Since 2020, the hospital system has seen an increase in hiring of 65%, but it does not mean that the hiring team is out of the woods, saud Urlaub.
“The market is still really fierce for qualified and experienced healthcare talent,” she said.
UMass Memorial is focused on speeding the hiring process and on applicant experience to try to bring more individuals in, she said. Applicants will hear from a member of the recruiting team within 48 hours of applying, according to Urlaub. It’s a way the system is trying to differentiate itself from other organizations while the number of people available for jobs across the board is low.
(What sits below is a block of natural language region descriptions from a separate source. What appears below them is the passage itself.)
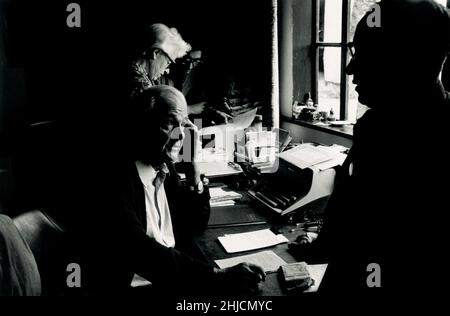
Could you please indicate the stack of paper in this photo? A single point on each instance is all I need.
(222, 197)
(307, 155)
(251, 240)
(267, 260)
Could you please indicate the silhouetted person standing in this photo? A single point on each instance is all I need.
(389, 198)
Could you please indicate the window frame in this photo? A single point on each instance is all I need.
(316, 45)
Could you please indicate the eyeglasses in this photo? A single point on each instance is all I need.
(351, 49)
(171, 61)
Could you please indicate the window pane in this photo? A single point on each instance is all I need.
(330, 20)
(357, 10)
(329, 79)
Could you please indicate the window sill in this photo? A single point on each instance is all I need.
(345, 131)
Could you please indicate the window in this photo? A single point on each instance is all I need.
(335, 26)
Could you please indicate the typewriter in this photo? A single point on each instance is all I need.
(291, 188)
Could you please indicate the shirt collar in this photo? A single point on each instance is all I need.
(147, 173)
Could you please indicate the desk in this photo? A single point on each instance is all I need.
(212, 249)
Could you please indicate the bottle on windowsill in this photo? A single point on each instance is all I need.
(331, 116)
(295, 110)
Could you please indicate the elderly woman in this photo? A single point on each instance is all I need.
(163, 45)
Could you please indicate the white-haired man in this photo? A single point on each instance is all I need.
(144, 212)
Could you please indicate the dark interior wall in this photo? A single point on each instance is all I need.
(54, 73)
(67, 69)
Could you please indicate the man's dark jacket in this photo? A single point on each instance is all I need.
(114, 241)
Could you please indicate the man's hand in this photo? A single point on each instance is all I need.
(243, 277)
(196, 108)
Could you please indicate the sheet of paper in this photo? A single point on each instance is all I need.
(216, 169)
(305, 156)
(317, 271)
(239, 122)
(337, 160)
(251, 240)
(268, 260)
(219, 193)
(222, 203)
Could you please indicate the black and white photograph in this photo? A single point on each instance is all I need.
(224, 156)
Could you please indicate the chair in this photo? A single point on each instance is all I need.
(46, 240)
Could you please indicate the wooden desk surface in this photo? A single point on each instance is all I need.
(212, 249)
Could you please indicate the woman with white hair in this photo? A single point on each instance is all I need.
(161, 47)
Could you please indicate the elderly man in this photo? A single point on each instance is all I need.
(387, 190)
(144, 211)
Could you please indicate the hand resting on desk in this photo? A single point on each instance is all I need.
(243, 277)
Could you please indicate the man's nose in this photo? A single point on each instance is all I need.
(350, 69)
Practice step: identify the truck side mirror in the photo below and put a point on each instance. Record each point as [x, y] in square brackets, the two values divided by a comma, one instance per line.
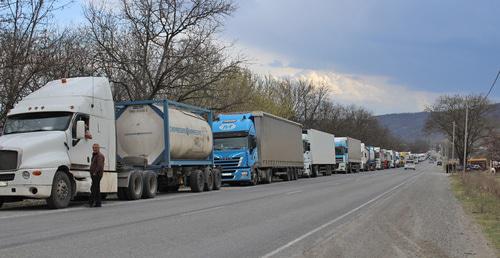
[80, 129]
[253, 142]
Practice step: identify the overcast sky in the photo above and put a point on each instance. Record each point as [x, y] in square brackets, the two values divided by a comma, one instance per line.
[389, 56]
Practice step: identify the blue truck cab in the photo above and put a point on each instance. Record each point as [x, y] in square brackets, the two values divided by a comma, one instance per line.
[235, 146]
[341, 154]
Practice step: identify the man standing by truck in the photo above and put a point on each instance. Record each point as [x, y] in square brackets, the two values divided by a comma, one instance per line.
[96, 171]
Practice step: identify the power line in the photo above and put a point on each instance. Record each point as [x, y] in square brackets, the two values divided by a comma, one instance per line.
[493, 85]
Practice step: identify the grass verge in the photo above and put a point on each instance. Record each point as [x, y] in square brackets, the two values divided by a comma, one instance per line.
[479, 194]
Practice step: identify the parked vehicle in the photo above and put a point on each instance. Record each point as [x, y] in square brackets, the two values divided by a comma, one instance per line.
[410, 164]
[255, 147]
[390, 159]
[378, 158]
[319, 153]
[367, 158]
[348, 154]
[385, 158]
[147, 144]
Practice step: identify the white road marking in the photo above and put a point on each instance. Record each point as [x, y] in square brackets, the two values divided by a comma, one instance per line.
[118, 203]
[202, 211]
[329, 223]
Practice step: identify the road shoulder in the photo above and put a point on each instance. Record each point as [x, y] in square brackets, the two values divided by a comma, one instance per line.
[422, 219]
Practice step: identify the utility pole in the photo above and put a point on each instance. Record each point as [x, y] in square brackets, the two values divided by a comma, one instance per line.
[453, 149]
[465, 134]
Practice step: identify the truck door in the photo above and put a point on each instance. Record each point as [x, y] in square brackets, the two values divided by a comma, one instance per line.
[80, 151]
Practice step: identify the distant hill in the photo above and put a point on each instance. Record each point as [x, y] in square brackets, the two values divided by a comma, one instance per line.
[409, 126]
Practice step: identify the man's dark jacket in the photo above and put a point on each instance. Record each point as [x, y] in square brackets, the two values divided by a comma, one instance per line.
[97, 165]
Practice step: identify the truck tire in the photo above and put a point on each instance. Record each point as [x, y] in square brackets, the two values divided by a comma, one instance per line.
[104, 196]
[217, 179]
[122, 193]
[329, 170]
[269, 176]
[60, 195]
[135, 186]
[315, 170]
[197, 181]
[288, 176]
[209, 185]
[150, 185]
[255, 178]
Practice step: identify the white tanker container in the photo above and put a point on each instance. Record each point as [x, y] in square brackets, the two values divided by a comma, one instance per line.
[140, 134]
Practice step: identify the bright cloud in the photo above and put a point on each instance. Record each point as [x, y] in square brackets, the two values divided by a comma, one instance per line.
[377, 94]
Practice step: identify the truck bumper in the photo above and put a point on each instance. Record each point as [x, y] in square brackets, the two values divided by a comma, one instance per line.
[34, 186]
[239, 175]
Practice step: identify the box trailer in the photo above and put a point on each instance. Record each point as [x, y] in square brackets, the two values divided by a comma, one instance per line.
[348, 154]
[257, 146]
[148, 145]
[319, 153]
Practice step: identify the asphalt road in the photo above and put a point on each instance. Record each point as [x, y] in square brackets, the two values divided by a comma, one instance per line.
[390, 213]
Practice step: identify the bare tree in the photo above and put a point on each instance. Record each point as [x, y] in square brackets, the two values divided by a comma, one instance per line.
[449, 109]
[27, 48]
[161, 48]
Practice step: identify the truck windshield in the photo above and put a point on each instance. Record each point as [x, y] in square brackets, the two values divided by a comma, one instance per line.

The system is also working to bring in untapped talent in the state, including the immigrant population, refugees, and a pipeline of youth interested in healthcare careers. Creating career pathways for entry level employees to learn skills while in positions at the organization is a tenet of UMass’s approach, said Urlaub.
“They help us with roles that we know are really challenging to fill,” said Urlaub, pointing to the employer’s many technician positions.
At Great Wolf Lodge in Fitchburg, general manager Henry Tessman says they aren't seeing significant difficulty in filling roles related to the labor market, but that initiatives and practices to keep applications up and employees in positions remain important.
Great Wolf Lodge in just the past six months recovered to pre-pandemic staffing levels, said Tessman. The hotel was closed for 15 months of the pandemic, and it took since reopening to achieve full employee counts of 725 to 750, he said. Business is fairly steady year round, he said, with 80-90% occupancy the average.
“We spend a lot of time, energy, and money on retention,” said Tessman.
The trend at Great Wolf Lodge matches what Christina Pappas, president and CEO of the Massachusetts Lodging Association is hearing from members.
The association polled members in October, and respondents indicated that the pipeline for frontline hospitality staff is good, she said. The hotels have been actively recruiting for several cycles, and with the hotel business bouncing back after pandemic restrictions, staff are returning, too, she said.
“People are ready to jump in and have a job again,” said Pappas.
If there’s difficulty in recruiting across the board, it is in hiring for managerial roles in hospitality rather than more entry-level positions, according to Pappas.